I learned first on Pascal & Modula-2 and only picked up C later and while I appreciated its terse minimalism at the time and through the 90s, I actually don't at all now. I find it less readable.
You can find the sources here: https://github.com/dtoffe/adsp-pl0
Some interesting notes:
- The original compiler does not define nor implements "read" or "write" statements, as was the norm in later PL/0 implementations. - The source code in the book corresponds to the implementation in the CDC 6000 that Wirth had at hand back then. That machine used the CDC Display Code:
https://en.wikipedia.org/wiki/CDC_display_code
a 6 bit character code from before the ASCII times. Among its 64 characters, it includes single symbols for "<>", "<=" and ">=". In an attempt to change the code the least to make it run as original as possible, I changed those three character to #, { and }, as the symbols in the lexer are implemented using an array of char (only the assignment is treated as a special case).
- The interpreter printing out the values of every variable assignment, noted by another reader of this post, was a way of getting some information of the running program, since the compiler does not implement read or write statements.

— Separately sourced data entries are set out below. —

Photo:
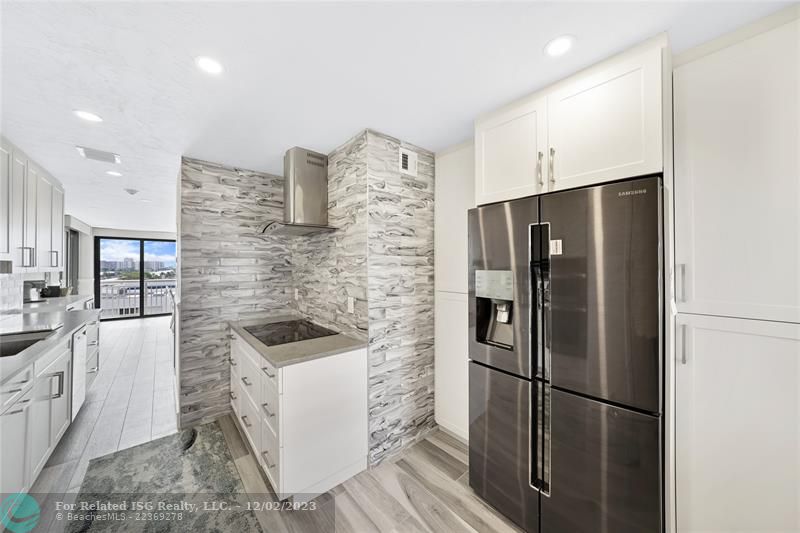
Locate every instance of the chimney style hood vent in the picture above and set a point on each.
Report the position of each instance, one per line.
(305, 195)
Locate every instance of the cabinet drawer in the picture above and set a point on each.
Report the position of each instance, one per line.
(16, 387)
(250, 421)
(92, 367)
(250, 379)
(269, 456)
(269, 404)
(53, 353)
(235, 392)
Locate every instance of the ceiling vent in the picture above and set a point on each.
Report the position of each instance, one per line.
(98, 155)
(408, 162)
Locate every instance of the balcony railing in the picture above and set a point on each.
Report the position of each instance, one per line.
(121, 298)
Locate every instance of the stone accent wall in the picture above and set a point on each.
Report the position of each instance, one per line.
(228, 272)
(11, 297)
(330, 267)
(400, 280)
(381, 255)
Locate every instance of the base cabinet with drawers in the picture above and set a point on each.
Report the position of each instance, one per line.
(305, 422)
(36, 412)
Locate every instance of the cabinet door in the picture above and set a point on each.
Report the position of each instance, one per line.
(60, 376)
(13, 453)
(451, 362)
(737, 191)
(40, 434)
(510, 154)
(57, 232)
(44, 218)
(737, 425)
(605, 124)
(5, 201)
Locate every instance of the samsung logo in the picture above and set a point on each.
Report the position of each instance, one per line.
(634, 192)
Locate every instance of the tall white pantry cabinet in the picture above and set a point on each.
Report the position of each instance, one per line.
(737, 284)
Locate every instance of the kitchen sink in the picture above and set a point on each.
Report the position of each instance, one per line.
(14, 343)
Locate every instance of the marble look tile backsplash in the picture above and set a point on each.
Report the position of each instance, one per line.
(400, 294)
(228, 272)
(381, 256)
(11, 292)
(330, 267)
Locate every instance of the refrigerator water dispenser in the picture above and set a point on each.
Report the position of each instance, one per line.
(494, 304)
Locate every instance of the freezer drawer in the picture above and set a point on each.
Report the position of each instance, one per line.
(605, 291)
(499, 444)
(605, 468)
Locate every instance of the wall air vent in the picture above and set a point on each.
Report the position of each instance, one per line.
(98, 155)
(408, 162)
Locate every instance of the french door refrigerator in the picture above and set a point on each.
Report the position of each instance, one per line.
(565, 325)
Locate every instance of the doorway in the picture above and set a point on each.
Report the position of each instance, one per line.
(133, 277)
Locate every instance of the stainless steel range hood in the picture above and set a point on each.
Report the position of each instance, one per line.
(305, 195)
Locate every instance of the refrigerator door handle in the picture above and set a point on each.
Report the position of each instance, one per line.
(545, 440)
(682, 292)
(683, 344)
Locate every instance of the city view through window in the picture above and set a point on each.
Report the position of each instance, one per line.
(135, 276)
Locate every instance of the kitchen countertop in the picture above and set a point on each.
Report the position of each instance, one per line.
(55, 304)
(295, 352)
(71, 321)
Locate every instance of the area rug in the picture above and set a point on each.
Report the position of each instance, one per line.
(184, 482)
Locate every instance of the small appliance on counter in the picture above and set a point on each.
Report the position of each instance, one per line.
(32, 291)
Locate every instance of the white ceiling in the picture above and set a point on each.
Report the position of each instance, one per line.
(295, 74)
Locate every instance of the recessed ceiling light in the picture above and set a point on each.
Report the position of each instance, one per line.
(88, 116)
(207, 64)
(559, 46)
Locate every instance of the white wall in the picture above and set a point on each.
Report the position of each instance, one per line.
(455, 194)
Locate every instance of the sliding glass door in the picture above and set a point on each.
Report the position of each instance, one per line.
(133, 277)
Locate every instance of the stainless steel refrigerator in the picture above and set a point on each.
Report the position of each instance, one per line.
(566, 358)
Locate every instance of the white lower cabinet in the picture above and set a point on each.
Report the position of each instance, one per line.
(737, 425)
(451, 362)
(35, 418)
(14, 456)
(305, 422)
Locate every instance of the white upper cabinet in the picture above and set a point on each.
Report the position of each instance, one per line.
(737, 179)
(31, 213)
(6, 252)
(737, 425)
(602, 124)
(510, 146)
(605, 123)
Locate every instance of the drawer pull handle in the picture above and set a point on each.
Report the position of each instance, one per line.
(60, 393)
(267, 459)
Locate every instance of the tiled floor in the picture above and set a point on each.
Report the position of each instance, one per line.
(423, 490)
(132, 401)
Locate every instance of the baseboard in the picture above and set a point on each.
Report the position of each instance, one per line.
(454, 431)
(321, 487)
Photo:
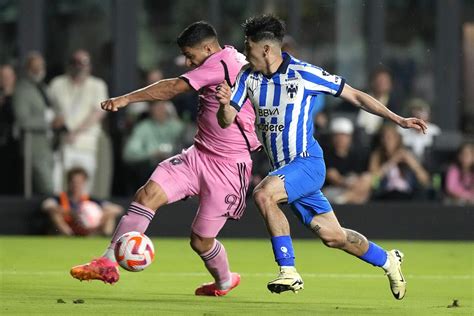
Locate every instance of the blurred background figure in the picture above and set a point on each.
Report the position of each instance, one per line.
(73, 212)
(77, 96)
(10, 166)
(36, 119)
(152, 140)
(459, 183)
(381, 87)
(400, 175)
(418, 142)
(139, 110)
(347, 179)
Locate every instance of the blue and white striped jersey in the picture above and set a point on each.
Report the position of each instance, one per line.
(283, 104)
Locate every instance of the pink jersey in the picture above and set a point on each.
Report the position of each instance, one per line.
(235, 141)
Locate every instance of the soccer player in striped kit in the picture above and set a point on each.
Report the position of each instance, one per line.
(283, 91)
(216, 168)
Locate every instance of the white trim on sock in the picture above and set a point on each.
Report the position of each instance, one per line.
(386, 265)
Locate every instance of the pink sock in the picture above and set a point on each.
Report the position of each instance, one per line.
(217, 264)
(137, 219)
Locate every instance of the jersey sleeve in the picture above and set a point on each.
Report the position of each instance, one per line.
(210, 73)
(239, 91)
(318, 80)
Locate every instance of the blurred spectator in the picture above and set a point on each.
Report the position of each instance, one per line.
(399, 173)
(10, 168)
(416, 140)
(77, 96)
(73, 212)
(153, 140)
(139, 110)
(460, 176)
(36, 119)
(347, 180)
(381, 89)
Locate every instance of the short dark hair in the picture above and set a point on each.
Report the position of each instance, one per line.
(196, 33)
(264, 27)
(76, 170)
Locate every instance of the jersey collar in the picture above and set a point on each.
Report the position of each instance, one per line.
(283, 66)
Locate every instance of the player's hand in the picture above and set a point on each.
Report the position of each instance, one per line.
(114, 104)
(223, 93)
(415, 123)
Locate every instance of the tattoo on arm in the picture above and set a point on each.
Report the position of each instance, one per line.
(315, 228)
(354, 237)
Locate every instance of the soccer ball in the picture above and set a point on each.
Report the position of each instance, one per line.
(89, 215)
(134, 251)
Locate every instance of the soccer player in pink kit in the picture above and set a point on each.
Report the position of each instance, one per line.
(216, 168)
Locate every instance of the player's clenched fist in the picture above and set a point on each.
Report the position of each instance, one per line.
(223, 93)
(114, 104)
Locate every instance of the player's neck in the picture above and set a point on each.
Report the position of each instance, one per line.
(272, 64)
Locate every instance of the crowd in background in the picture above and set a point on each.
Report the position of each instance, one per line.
(367, 158)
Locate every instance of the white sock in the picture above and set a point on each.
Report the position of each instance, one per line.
(109, 253)
(386, 265)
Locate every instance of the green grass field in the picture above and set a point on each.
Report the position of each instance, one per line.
(34, 274)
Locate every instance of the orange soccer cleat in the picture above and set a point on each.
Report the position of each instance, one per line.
(210, 289)
(102, 269)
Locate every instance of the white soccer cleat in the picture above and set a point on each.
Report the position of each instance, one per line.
(398, 285)
(287, 280)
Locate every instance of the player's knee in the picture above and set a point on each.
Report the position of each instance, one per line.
(199, 244)
(334, 240)
(262, 198)
(151, 196)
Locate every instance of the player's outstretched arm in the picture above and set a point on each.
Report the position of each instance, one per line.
(162, 90)
(226, 113)
(369, 104)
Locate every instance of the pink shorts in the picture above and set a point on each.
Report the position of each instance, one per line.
(220, 183)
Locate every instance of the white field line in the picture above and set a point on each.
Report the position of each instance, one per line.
(252, 274)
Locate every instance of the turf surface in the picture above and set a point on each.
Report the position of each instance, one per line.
(34, 275)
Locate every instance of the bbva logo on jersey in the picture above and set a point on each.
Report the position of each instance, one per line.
(292, 90)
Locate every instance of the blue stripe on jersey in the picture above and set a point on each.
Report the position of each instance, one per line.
(286, 147)
(314, 102)
(276, 164)
(318, 80)
(276, 94)
(264, 136)
(238, 99)
(291, 73)
(263, 92)
(300, 129)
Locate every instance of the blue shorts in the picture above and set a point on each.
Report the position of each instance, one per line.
(303, 178)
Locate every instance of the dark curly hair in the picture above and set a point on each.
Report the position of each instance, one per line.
(196, 33)
(264, 27)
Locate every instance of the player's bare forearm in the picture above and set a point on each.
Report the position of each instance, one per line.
(162, 90)
(369, 104)
(226, 113)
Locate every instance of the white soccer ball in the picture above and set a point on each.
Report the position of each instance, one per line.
(134, 251)
(89, 215)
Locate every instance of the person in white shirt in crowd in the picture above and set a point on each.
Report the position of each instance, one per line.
(76, 95)
(418, 142)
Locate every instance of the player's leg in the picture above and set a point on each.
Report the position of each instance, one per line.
(223, 195)
(267, 195)
(327, 227)
(163, 187)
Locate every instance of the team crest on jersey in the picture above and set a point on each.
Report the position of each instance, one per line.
(292, 90)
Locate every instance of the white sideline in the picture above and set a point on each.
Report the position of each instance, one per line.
(253, 274)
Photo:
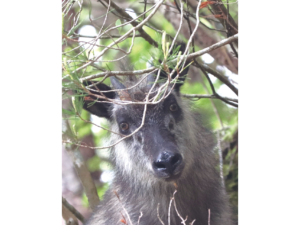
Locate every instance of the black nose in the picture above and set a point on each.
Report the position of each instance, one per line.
(168, 164)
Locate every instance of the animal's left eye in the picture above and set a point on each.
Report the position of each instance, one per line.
(124, 126)
(173, 107)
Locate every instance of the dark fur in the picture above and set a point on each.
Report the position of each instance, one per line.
(139, 188)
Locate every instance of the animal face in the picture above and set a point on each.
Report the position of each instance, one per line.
(154, 147)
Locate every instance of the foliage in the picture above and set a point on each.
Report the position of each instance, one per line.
(80, 59)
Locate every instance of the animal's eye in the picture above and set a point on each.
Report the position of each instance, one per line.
(124, 126)
(173, 107)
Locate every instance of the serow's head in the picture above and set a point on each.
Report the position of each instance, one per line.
(154, 148)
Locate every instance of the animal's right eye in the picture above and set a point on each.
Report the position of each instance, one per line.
(124, 126)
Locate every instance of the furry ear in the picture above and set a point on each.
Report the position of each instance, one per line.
(183, 74)
(97, 108)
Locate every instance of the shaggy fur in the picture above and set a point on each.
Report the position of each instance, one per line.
(139, 189)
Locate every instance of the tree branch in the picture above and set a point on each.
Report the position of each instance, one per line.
(133, 23)
(140, 72)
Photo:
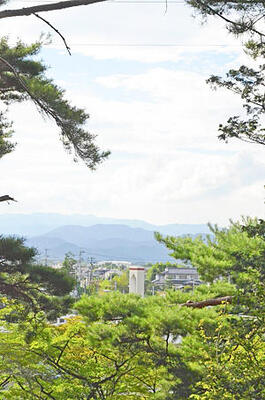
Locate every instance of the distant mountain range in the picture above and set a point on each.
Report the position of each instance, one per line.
(107, 239)
(38, 224)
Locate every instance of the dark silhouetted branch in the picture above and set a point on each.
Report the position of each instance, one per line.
(6, 198)
(208, 302)
(25, 11)
(56, 30)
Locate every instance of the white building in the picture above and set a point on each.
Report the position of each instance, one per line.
(136, 280)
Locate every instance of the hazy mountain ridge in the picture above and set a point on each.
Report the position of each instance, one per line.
(39, 224)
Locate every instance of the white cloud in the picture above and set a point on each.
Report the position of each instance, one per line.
(161, 125)
(101, 31)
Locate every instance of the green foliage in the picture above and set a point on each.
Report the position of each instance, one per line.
(35, 286)
(217, 256)
(248, 83)
(23, 78)
(125, 346)
(69, 262)
(242, 17)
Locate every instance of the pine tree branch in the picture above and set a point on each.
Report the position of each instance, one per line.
(56, 30)
(25, 11)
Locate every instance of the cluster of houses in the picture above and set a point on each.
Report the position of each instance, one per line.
(176, 277)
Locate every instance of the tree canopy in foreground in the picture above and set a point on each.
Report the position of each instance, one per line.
(22, 78)
(123, 346)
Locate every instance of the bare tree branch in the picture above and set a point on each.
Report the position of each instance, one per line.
(19, 12)
(56, 30)
(6, 198)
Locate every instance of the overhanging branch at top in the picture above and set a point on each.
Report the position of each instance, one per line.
(20, 12)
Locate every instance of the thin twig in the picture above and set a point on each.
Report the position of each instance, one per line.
(56, 30)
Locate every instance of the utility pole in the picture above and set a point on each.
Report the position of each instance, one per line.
(91, 261)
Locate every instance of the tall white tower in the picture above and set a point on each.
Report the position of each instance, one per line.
(136, 280)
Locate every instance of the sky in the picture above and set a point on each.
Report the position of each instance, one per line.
(139, 70)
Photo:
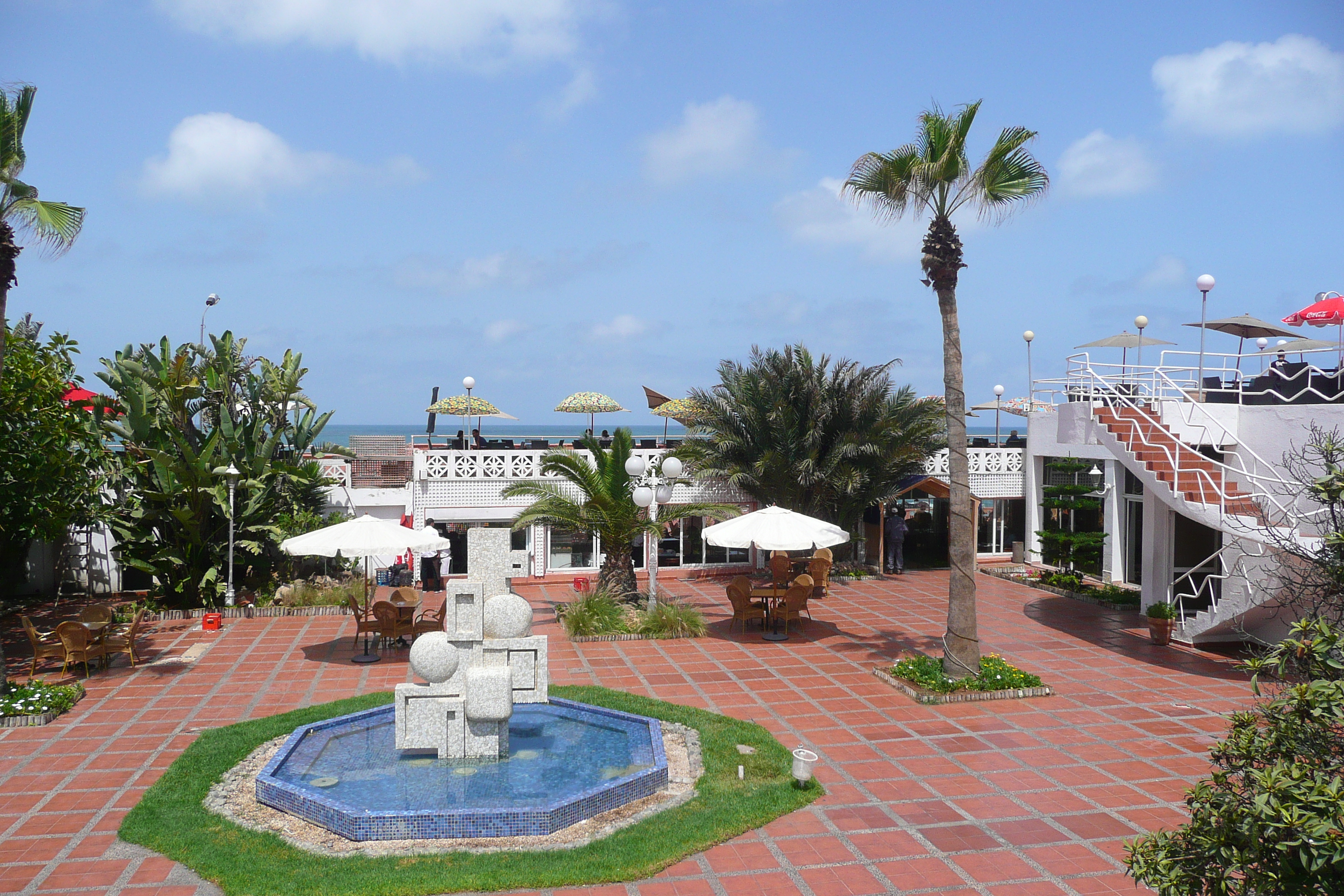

- Following the compiler code, full of single letter variable names, was not the most exciting part.
PL/0, PS/2, CP/M, etc.
<- is somewhat better, but, again, for such a common operation, a single character is just more convenient. Sure, we could have editors that turn "=" into := or <- but now we're getting too fancy especially for something pedagogical.
I also don't mind the -> for C pointers; and certainly don't mind the <= >= or even == conventions (although at least today's compilers warn when they see "if (a=b) ...".
Ultimately, humans won't be writing code anymore anyway ( ;-) ?) so maybe the issue is entirely moot.
And then Gary Kildall also seemed to like it with CP/M and PL/M, but those were after IBM had used it and I'd guess Gary was just copying IBM.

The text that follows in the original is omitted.